Diego ruiné, réduit aux expédiens et bigame, Diego, pour comble de malheur, dégoûté de sa seconde femme, amoureux fou de sa première et jaloux du seul ami qu’il ait au monde, Diego est décidément sur une mauvaise voie. Un beau jour il succombe à la tentation, et sur deux lettres de change, tirées pour une forte somme, il écrit, de son écriture la mieux déguisée, le nom abhorré de Jack Wortley. Ces billets circulent. Jack est prévenu. Voici le moment où de ces deux hommes fatalement poussés l’un contre l’autre, comme de deux nuages chargés d’électricité, jaillira la foudre.

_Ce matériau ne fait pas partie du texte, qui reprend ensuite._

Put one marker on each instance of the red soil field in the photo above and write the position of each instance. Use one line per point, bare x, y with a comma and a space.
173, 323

Les bohémiens sont à table. On a dîné joyeusement. Au dessert, Jack demande la permission de dire quelques mots, et après un court exorde :


« — Voici, messieurs, deux documens sur lesquels je vous prie de jeter les yeux. Ce sont deux billets à ordre, chacun de deux mille livres sterling (50,000 fr.) que j’ai soldés aujourd’hui même, afin d’en prévenir l’échéance. Ils sont tirés par M. Diego Dwyorts et censés acceptés par moi. Maintenant, depuis mon arrivée en Angleterre, je n’ai pas une seule fois engagé ma signature. Dites-moi, gentlemen, ce que je dois faire.

« Diego avait tout calculé, hormis ceci. Sous son crâne, tout vacillait. Les murs éclatans, le plafond doré de la grande salle à manger, lui semblaient s’incliner et s’abaisser pour l’écraser.

« Frappés d’une pénible stupeur, les convives, hagards, se taisaient. Jack, froid et posé, achevait son verre à petites gorgées.

« Roper, toujours bon, toujours prompt en ses généreuses inspirations, se pencha vers lui, et à travers la table, d’une voix sourde et contenue :

« — Déchirez cela, Jack. Dwyorts paiera; je me porte sa caution.

« Diego, paralysé, s’était renversé sur le dossier de sa chaise.